Since mid-February, I've been lifting weights for an hour twice a week, and for about ten minutes a day the other five days. Over the past month, I've learned all about rotary lats, bicep curls, tricep extensions, and how you can't do any arm work at all without your shoulder muscles getting all bulbous and freaky like a couple of jet engines under the skin. I can see the difference already, but I'm not yet at the point where I can confidently hold a grenade launcher and face-off with an evil, morphing robot that camouflages itself as its victims. I'm not comfortable shouting macho catchphrases like "Fire in the hole, John!" and I'm not yet able to hold my own alongside a benevolent Future Governor sent from the future to assist me. I will be able to do these things, mark my words, and then the human race will no longer have to worry its pretty little head over the consequences of its own technological irresponsibility.

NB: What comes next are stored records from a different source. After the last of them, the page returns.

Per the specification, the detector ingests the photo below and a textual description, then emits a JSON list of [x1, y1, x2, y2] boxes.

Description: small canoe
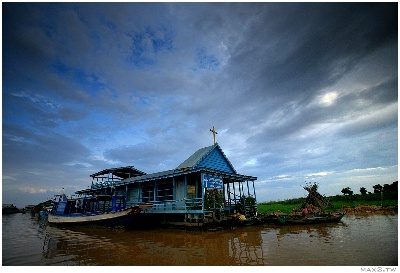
[[276, 212, 345, 225]]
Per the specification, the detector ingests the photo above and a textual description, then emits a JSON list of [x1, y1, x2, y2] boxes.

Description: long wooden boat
[[276, 212, 345, 225], [47, 194, 149, 227]]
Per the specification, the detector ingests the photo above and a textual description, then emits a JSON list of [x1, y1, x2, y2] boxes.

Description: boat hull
[[276, 213, 344, 225], [48, 207, 140, 227]]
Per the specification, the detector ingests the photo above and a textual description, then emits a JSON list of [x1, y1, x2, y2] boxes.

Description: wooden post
[[154, 181, 157, 202], [233, 181, 236, 205], [184, 175, 187, 199], [138, 183, 141, 203], [172, 177, 176, 201], [253, 180, 257, 202]]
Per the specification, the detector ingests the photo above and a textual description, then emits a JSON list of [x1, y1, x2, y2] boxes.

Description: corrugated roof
[[90, 166, 146, 179], [121, 167, 255, 184], [176, 143, 236, 174], [75, 144, 256, 194], [175, 144, 216, 170]]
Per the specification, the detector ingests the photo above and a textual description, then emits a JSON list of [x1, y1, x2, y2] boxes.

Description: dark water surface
[[2, 213, 397, 266]]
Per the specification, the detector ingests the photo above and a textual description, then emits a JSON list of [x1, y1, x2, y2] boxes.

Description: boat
[[47, 193, 149, 227], [272, 182, 345, 225], [39, 205, 53, 220], [276, 212, 345, 225]]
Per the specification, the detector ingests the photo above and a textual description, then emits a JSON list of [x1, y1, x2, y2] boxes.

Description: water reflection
[[43, 225, 266, 265], [228, 227, 265, 265], [39, 215, 397, 266], [276, 221, 347, 238]]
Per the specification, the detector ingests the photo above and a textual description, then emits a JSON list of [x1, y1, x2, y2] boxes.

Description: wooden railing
[[128, 198, 204, 212]]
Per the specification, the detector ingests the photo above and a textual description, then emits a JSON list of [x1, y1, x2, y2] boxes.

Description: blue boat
[[47, 194, 146, 227]]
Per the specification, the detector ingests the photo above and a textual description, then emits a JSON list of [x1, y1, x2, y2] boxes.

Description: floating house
[[2, 204, 21, 214], [75, 143, 258, 227]]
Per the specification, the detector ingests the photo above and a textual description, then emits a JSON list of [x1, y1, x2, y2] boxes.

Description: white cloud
[[318, 91, 339, 106], [19, 187, 47, 194], [2, 175, 17, 181], [306, 171, 335, 178]]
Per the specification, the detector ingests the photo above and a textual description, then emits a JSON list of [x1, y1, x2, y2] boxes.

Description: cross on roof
[[210, 125, 218, 144]]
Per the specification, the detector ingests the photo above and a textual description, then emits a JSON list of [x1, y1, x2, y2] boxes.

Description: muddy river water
[[2, 213, 397, 266]]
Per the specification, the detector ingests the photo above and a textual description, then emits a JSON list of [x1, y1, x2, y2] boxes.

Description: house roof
[[176, 143, 237, 174], [75, 143, 255, 194], [176, 144, 215, 170], [117, 143, 250, 184], [120, 167, 256, 185], [90, 166, 146, 179]]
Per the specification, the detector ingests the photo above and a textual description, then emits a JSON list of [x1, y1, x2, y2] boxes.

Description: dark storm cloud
[[2, 2, 397, 206], [220, 3, 397, 108], [3, 124, 91, 169]]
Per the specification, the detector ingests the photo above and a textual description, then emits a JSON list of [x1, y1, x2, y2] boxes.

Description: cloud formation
[[2, 3, 397, 207]]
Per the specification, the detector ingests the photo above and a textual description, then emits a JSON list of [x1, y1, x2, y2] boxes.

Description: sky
[[2, 2, 398, 208]]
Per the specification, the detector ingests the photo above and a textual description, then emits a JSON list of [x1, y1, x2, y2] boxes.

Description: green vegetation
[[258, 198, 304, 214], [258, 199, 397, 214], [258, 181, 398, 214]]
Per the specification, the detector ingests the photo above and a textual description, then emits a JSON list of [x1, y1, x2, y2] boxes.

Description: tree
[[373, 184, 383, 193], [341, 187, 353, 195], [360, 187, 367, 195]]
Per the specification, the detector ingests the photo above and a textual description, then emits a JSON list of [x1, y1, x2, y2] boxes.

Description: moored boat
[[276, 212, 345, 225], [47, 193, 146, 227]]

Also, it's clear that my personality needs a few tweaks. Although it's possible to be absurdly strong and gentle as a bunny at the same time (float like a butterfly, sting like a bee), it's more fun to have an attitude that matches the muscles. To complement my new physique, I'll need a personality that's intense, angry, even borderline psychotic. I'll be listening to the comedy of Louis Black and putting Cannibal Corpse back in the CD player. Anything that gets me worked up. I've got to be like Sergeant Riggs in the first Lethal Weapon—manic, unstable, and always on the brink of a violent outburst. I've got to be Samuel L. Jackson on a bad day.
This could be fun. :)
So, when the robots finally do send one of their own back to find John Connor, I'll be ready for him. "Have you seen this boy?" he'll demand, at which point I'll pull out the grenade launcher, slide up my shirt sleeves, and say, "No. But have you seen my incredibly muscular arms?"
And then I'll take him down with my swinging fist, like Popeye after throwing back an entire can of spinach, and that'll be the end of all that robot apocalypse nonsense.